15 November 2017

(This is an excerpt from Modern Java: Second Edition)

RxJava is the open-source library for reactive programming that is part of the ReactiveX project. ReactiveX includes implementations in several different languages including rxjs, RxRuby, RxSwift, RxPHP, RxGroovy and many more.

RxJava 2 was rebuilt to be compatible with the Reactive Streams specification and is preferable to RxJava 1.x since it is scheduled for end-of-life. There were many changes from version 1 to 2 that could be confusing. To avoid confusion we will focus on RxJava 2.

Flowable

The basic entry class in RxJava is io.reactivex.Flowable. It implements the Reactive-Streams Pattern and offers factory methods, intermediate operators and the ability to consume reactive dataflows.

The following example demonstrates using RxJava to do a simple calculation on a range of numbers:

public static List doSquares() {
   List squares = new ArrayList();
   Flowable.range(1, 64) // (1)
       .observeOn(Schedulers.computation()) // (2)
       .map(v -> v * v) // (3)
       .blockingSubscribe(squares::add); // (4)
   return squares;
}
  1. Create a range from 1 to 64.

  2. Call the method observeOn to determine which Scheduler to use. This determines on which Thread the flow will run.
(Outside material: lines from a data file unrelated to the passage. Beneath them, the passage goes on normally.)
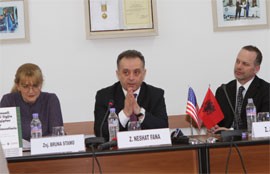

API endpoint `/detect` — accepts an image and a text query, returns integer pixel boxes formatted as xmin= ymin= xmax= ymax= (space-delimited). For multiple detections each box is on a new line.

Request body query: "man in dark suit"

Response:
xmin=211 ymin=45 xmax=270 ymax=132
xmin=94 ymin=50 xmax=168 ymax=140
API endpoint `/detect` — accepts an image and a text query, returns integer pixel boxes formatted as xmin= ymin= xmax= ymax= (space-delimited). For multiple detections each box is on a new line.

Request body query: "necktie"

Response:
xmin=130 ymin=93 xmax=138 ymax=121
xmin=234 ymin=86 xmax=245 ymax=129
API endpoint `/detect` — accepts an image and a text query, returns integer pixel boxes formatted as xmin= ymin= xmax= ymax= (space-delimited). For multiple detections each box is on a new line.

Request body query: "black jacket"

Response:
xmin=216 ymin=76 xmax=270 ymax=129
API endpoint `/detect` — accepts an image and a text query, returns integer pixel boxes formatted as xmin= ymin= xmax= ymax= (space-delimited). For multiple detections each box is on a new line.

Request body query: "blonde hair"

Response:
xmin=11 ymin=63 xmax=43 ymax=92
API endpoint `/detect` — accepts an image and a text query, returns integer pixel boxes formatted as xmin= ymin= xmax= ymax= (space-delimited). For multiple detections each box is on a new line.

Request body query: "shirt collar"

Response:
xmin=236 ymin=77 xmax=255 ymax=93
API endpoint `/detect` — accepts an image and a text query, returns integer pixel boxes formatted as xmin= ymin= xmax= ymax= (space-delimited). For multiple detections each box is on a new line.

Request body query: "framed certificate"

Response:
xmin=85 ymin=0 xmax=158 ymax=39
xmin=0 ymin=0 xmax=29 ymax=43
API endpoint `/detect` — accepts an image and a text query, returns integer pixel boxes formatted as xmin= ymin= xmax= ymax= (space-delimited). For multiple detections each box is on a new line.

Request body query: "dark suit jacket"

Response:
xmin=94 ymin=82 xmax=168 ymax=140
xmin=216 ymin=76 xmax=270 ymax=129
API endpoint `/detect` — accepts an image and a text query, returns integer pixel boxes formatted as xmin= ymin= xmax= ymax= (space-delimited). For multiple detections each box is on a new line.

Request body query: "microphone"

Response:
xmin=84 ymin=100 xmax=114 ymax=147
xmin=98 ymin=140 xmax=117 ymax=150
xmin=221 ymin=84 xmax=239 ymax=129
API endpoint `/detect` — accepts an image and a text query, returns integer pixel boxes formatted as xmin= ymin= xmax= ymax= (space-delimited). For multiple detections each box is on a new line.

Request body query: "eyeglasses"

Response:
xmin=20 ymin=84 xmax=40 ymax=91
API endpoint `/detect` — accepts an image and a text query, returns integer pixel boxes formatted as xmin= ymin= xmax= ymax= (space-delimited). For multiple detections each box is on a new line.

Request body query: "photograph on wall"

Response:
xmin=0 ymin=0 xmax=27 ymax=41
xmin=212 ymin=0 xmax=269 ymax=31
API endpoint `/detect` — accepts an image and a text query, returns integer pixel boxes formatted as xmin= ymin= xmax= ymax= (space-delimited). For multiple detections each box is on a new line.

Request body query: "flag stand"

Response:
xmin=189 ymin=117 xmax=201 ymax=144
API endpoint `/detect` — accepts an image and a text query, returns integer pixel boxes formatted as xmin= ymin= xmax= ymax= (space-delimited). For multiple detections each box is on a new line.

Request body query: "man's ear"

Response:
xmin=255 ymin=65 xmax=261 ymax=74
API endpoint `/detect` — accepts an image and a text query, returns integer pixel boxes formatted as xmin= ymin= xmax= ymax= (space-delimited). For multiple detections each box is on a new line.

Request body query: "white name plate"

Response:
xmin=252 ymin=121 xmax=270 ymax=138
xmin=117 ymin=128 xmax=172 ymax=149
xmin=31 ymin=134 xmax=85 ymax=155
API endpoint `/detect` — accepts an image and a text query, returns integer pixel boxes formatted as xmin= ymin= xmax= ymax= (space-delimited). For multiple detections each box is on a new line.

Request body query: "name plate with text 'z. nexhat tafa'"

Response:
xmin=117 ymin=128 xmax=172 ymax=149
xmin=31 ymin=134 xmax=85 ymax=155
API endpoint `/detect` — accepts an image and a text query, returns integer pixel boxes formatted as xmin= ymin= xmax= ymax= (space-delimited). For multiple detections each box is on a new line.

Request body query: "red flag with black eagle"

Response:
xmin=198 ymin=88 xmax=224 ymax=129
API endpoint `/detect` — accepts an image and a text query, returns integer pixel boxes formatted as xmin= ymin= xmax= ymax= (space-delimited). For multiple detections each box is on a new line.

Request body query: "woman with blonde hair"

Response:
xmin=0 ymin=63 xmax=63 ymax=140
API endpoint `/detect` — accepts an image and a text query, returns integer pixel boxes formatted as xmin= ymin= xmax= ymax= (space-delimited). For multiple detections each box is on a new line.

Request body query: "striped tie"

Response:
xmin=234 ymin=86 xmax=245 ymax=129
xmin=129 ymin=93 xmax=138 ymax=121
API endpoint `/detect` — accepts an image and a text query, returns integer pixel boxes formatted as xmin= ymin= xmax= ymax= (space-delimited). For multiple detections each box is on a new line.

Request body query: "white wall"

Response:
xmin=0 ymin=0 xmax=270 ymax=122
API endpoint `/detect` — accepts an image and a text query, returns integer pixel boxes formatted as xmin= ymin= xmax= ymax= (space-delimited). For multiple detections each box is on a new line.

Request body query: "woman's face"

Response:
xmin=17 ymin=77 xmax=41 ymax=103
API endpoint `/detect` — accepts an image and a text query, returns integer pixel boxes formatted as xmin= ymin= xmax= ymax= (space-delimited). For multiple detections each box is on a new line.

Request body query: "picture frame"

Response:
xmin=212 ymin=0 xmax=269 ymax=32
xmin=0 ymin=0 xmax=29 ymax=43
xmin=85 ymin=0 xmax=158 ymax=39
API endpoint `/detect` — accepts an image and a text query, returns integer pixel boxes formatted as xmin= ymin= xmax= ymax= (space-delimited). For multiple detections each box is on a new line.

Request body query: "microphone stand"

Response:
xmin=189 ymin=117 xmax=200 ymax=144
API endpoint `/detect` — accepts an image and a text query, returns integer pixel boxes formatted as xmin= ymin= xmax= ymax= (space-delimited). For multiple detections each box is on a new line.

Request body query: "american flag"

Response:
xmin=186 ymin=87 xmax=202 ymax=129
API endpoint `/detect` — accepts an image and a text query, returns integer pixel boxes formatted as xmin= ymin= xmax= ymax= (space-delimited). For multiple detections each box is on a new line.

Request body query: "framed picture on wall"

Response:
xmin=0 ymin=0 xmax=29 ymax=43
xmin=212 ymin=0 xmax=269 ymax=31
xmin=85 ymin=0 xmax=158 ymax=39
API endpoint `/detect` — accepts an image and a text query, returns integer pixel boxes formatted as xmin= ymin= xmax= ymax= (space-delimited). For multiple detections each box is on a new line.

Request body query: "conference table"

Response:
xmin=7 ymin=136 xmax=270 ymax=174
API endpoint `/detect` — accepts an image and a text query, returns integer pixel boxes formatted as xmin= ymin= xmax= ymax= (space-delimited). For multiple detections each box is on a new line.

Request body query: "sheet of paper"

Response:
xmin=0 ymin=107 xmax=22 ymax=157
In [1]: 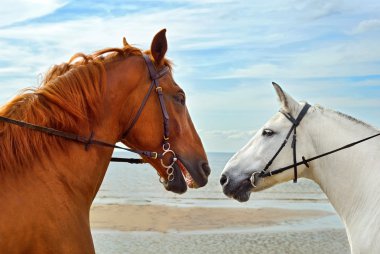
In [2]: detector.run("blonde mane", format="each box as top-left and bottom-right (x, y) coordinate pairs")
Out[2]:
(0, 42), (142, 172)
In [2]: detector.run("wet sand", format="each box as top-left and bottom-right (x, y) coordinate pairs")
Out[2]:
(91, 205), (349, 254)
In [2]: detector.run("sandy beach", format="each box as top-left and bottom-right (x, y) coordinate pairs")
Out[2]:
(91, 204), (349, 254)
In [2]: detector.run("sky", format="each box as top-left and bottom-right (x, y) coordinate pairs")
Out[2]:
(0, 0), (380, 152)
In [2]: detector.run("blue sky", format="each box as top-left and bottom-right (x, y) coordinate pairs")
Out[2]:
(0, 0), (380, 151)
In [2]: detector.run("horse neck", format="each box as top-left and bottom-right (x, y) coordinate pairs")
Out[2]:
(0, 59), (138, 209)
(299, 109), (380, 238)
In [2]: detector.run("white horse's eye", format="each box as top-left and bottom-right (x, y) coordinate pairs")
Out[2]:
(262, 129), (274, 137)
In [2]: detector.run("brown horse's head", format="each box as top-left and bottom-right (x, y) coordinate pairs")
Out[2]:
(113, 29), (210, 193)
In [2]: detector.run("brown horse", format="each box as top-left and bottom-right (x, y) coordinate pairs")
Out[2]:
(0, 30), (210, 253)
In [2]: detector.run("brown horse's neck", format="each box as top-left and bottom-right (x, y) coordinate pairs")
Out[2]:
(0, 58), (142, 213)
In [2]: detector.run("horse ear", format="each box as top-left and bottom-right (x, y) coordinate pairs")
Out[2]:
(272, 82), (299, 113)
(123, 37), (129, 47)
(150, 29), (168, 65)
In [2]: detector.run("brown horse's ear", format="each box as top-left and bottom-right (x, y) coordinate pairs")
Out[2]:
(123, 37), (129, 47)
(150, 29), (168, 65)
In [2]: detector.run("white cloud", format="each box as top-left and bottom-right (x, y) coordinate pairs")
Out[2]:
(352, 19), (380, 34)
(0, 0), (65, 27)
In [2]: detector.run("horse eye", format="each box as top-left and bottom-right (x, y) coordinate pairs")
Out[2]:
(174, 93), (186, 105)
(262, 129), (274, 137)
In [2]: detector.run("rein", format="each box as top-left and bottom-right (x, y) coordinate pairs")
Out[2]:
(250, 103), (380, 188)
(0, 54), (177, 181)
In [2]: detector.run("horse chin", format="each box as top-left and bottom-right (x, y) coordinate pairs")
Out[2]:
(223, 179), (253, 202)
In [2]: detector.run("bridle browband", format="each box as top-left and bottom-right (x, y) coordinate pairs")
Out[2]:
(250, 103), (380, 188)
(0, 54), (177, 182)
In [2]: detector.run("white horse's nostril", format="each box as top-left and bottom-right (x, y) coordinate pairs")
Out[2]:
(220, 174), (228, 186)
(249, 172), (259, 188)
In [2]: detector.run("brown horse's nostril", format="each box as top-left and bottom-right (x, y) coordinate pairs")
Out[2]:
(220, 174), (228, 186)
(201, 162), (211, 176)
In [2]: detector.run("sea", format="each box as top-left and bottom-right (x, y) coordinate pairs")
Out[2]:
(94, 153), (332, 211)
(92, 153), (350, 254)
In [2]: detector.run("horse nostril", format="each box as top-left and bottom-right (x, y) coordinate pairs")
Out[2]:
(220, 174), (228, 186)
(201, 162), (211, 176)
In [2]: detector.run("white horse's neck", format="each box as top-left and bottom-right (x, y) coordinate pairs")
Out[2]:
(300, 108), (380, 252)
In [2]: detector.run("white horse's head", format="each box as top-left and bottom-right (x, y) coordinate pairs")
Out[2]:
(220, 83), (313, 202)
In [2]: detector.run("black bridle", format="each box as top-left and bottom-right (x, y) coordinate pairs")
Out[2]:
(0, 54), (177, 181)
(250, 103), (380, 188)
  3. The map method transforms each value. In this case we calculate the square.

  4. Finally, we initiate the flow by calling a “subscribe” method. In this case, blockingSubscribe blocks until the entire flow has completed. This means that the squares list will be populated before the return statement. Otherwise the flow would run on a different thread and the values in the squares list would be unpredictable at any given time.